SANITÀ
Zibibbo vs Corona: un tempo a Palermo non ci si poteva baciare, come ora in Vucciria
"Add'a passà a nuttata", come dicono a Napoli, ma intanto non c'è troppo da fare gli scaltri "alla palermitana", altrimenti finisce come a inizio Novecento con la "spagnola"
La Taverna Azzurra a Palermo
Guardavamo le immagini delle città chiuse, della gente in giro con la mascherina, abbiamo provato due minuti di compassione e poi: spallucce, scrollata di Facebook sul cellulare, e siamo stati distratti dai mille input.
In pochi giorni le cose sono cambiate radicalmente, i casi di Coronavirus in Italia sono aumentati e anche in Sicilia e a Palermo abbiamo avuto i primi contagi. È di pochissimi giorni fa l'infografica - esasperata - della CNN che fa apparire il problema tutto concentrato sull'Italia. Sembra che dal nostro paese parta e si dirami il virus per il resto del mondo.
Insomma, adesso non è più un problema della lontana Cina, adesso lo abbiamo dentro casa.

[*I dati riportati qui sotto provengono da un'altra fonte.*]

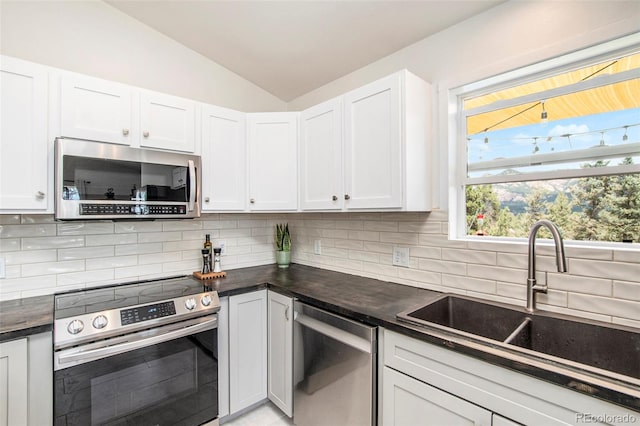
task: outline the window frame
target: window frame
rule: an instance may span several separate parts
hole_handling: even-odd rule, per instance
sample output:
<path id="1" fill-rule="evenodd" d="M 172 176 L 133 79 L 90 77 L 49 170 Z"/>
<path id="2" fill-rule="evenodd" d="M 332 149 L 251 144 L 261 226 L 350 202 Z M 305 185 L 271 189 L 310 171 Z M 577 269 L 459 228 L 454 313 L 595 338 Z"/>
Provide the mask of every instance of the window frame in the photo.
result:
<path id="1" fill-rule="evenodd" d="M 640 164 L 634 164 L 609 166 L 606 169 L 603 168 L 603 170 L 591 169 L 590 173 L 585 173 L 584 170 L 553 170 L 523 173 L 522 175 L 467 177 L 466 134 L 466 117 L 469 115 L 520 105 L 526 101 L 535 102 L 540 99 L 550 99 L 554 96 L 612 84 L 630 78 L 638 78 L 640 77 L 640 70 L 638 69 L 603 75 L 599 76 L 597 80 L 585 80 L 544 92 L 500 100 L 489 105 L 464 110 L 464 99 L 552 77 L 563 72 L 593 65 L 594 63 L 606 62 L 638 50 L 640 50 L 640 32 L 450 89 L 448 96 L 448 152 L 449 158 L 453 159 L 453 161 L 449 161 L 449 239 L 509 243 L 525 241 L 524 238 L 467 235 L 465 188 L 468 185 L 640 173 Z M 630 245 L 628 243 L 606 241 L 570 240 L 568 245 L 638 249 L 638 244 Z"/>

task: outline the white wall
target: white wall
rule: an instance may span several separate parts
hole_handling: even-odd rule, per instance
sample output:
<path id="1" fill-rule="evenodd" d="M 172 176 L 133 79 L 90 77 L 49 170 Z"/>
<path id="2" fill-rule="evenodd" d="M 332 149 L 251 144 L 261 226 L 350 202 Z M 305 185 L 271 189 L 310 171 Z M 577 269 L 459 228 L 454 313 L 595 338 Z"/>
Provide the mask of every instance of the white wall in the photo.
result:
<path id="1" fill-rule="evenodd" d="M 241 111 L 286 104 L 102 1 L 0 2 L 0 53 Z"/>

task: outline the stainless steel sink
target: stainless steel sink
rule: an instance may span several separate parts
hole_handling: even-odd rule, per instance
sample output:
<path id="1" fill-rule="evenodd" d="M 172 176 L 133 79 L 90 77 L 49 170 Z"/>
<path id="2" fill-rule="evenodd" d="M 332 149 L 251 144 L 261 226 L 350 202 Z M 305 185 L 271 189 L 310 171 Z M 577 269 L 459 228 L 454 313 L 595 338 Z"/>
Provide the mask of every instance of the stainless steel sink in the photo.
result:
<path id="1" fill-rule="evenodd" d="M 640 333 L 630 328 L 455 295 L 397 317 L 640 379 Z"/>
<path id="2" fill-rule="evenodd" d="M 398 318 L 420 325 L 438 324 L 501 342 L 526 317 L 524 312 L 452 295 L 398 314 Z"/>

Non ci capitava di avere un problema simile dai primi del Novecento, quando scoppiò il caso dell'influenza spagnola, altrimenti conosciuta come la grande influenza o epidemia spagnola. Fu una pandemia influenzale, insolitamente mortale, che fra il 1918 e il 1920 uccise decine di milioni di persone nel mondo, la prima delle due pandemie che coinvolgono il virus dell'influenza H1N1.
Ad esempio, in Sicilia e a Palermo ci salutiamo con un bacio sulla guancia, quando eravamo piccoli era una specie di imposizione a casa dei parenti, "saluta la nonna", "saluta la zia". Quando mia madre mi faceva arrabbiare e sarei uscita volentieri da casa senza salutarla lei andava su tutte le furie: "Se ti succede o mi succede qualche cosa almeno rimaniamo salutate". Non so se è più inquietante mia madre o il Coronavirus, ma noi il bacetto e l'abbraccio ce l'abbiamo nel Dna.
Vaglielo a spiegare a mia madre che non ci possiamo baciare.
Purtroppo però arriva un momento in cui prendere le cose sotto gamba e "alla palermitana" non è più conveniente per nessuno, sdrammatizzare fa bene a tutti ma fottersene completamente non va assolutamente bene, nel rispetto degli altri, ma soprattutto per noi stessi. "Add'a passà a nuttata" dicono a Napoli, deve passare questo periodo di paura e di incertezza, e perché passi velocemente senza che crei troppi danni bisogna attenersi alle regole date dal ministero della salute e la protezione civile (ne abbiamo parlato qui), sono degli accorgimenti e se siete influenzati o raffreddati curatevi a casa.
Il Coronavirus ha frenato molte cose a Palermo come in altre città: le scuole chiuse, tutti gli eventi annullati, i monumenti chiusi, solo la movida pare immutata, in particolare quella della Vucciria, come se il virus non scendesse le scale della via Roma, o avesse paura del fumo delle stigghiola e delle balate bagnate.
Purtroppo non è così. Una foto, pubblicata sulla pagina Facebook Erasmus Palermo che ritrae proprio tantissimi giovani in taverna è finita nel mirino del noto virologo Roberto Burioni che su Twitter tuona: «Questo è il risultato della sottovalutazione, del "Non vi preoccupate è solo un'influenza", del "non ci fermiamo".
L'epidemia non si ferma da sola, dobbiamo fermarla noi». Secondo Burioni i provvedimenti anche drastici come la chiusura delle scuole sono "giustissimi". «Se non fermiamo questa epidemia - ha detto più volte - siamo nei guai». Da qui la disapprovazione, per usare un eufemismo, verso l'atteggiamento se non altro di poca preoccupazione mostrato soprattutto dai più giovani in città.
Non c'è da avere paura, ma solo da rispettare le regole e non eluderle perché dobbiamo fare a tutti i costi - e come al solito - gli scaltri, stiamo allerta per gli anziani, per chi è ammalato, per gli altri, ma ripeto, soprattutto per noi stessi. Mia nonna diceva sempre: "Nella vita le cose succedono una volta sola", quindi state attenti e non siate troppo fatalisti.